Outside cities and towns served by conventional sewerage, many residents in the rural Black Belt region of Alabama, USA, have failing or inadequate sanitation infrastructure[1,2]. This region was named after its rich black soils, which are typically high in clay content, limiting subsurface infiltration[3] and leading to surface discharge of domestic wastewater. Compounding those challenges is a high rate of poverty; 9 of the 10 poorest counties in Alabama are in the Black Belt region[2,4]. Because common alternatives to septic systems are unaffordable[5,6], many residents use failing systems or lack systems altogether[7,8]. Straight piping (i.e., direct discharge of untreated fecal wastes to the environment) of domestic wastewater is common[7].

When human fecal wastes are not safely managed, they may be transported to the environment through well-understood fecal–oral pathways (i.e., drinking water, soils, flies, food, fomites, and hands)[9,10]. For households reliant on straight pipe discharge of wastewater, direct exposure to this waste may be more likely than for households served by a septic system[8]. Those same households and their communities may also suffer from exposures further downstream. Inadequate treatment of fecal wastes can result in enteric pathogen transport through soil into groundwater and exposure through drinking water (e.g., well water)[11,12]. Other exposures may include fecally contaminated soils[13], flies that feed on and reproduce in human feces[14,15], and contaminated food[10]. Such exposures can result in infection with enteric pathogens, which is a necessary precondition for diarrheal disease and other sequelae, including environmental enteric dysfunction[16], growth deficits[17], cognitive impairment[18], and negative effects on the immune system[19].
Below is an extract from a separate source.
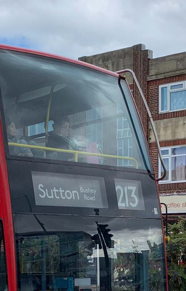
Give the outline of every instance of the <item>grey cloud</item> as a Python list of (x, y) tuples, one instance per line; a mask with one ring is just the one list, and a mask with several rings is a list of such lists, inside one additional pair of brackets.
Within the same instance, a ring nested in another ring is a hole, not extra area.
[(184, 0), (2, 0), (0, 39), (77, 59), (145, 44), (154, 57), (186, 50)]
Poor sanitation and persistent exposure to fecal wastes, particularly in the context of a state and nation with ample resources to address the issue[20], represents a public policy failure[7,21] affecting human health, dignity, and quality of life. Although the evidence base for public investment in sanitation on health grounds has a long history[22], the health burden attributable to poor rural sanitation in the United States remains poorly characterized, constraining the case for action. To determine the potential roles of rural sanitation improvements or other interventions in controlling disease transmission, a useful first step is estimating prevalence of enteric infections and identifying risk factors associated with them. Because of documented poor sanitation conditions in Alabama’s Black Belt region[5,7,8] and the associated potential persistence of endemic enteric infection[23–25], we conducted a cross-sectional study to assess the prevalence of stool-based enteric pathogen detection in children using molecular methods, as an indicator of previous exposure. We further sought to identify potential household-level environmental risk factors for exposure to those pathogens to understand the potential role of infrastructure in protecting public health in this underserved region.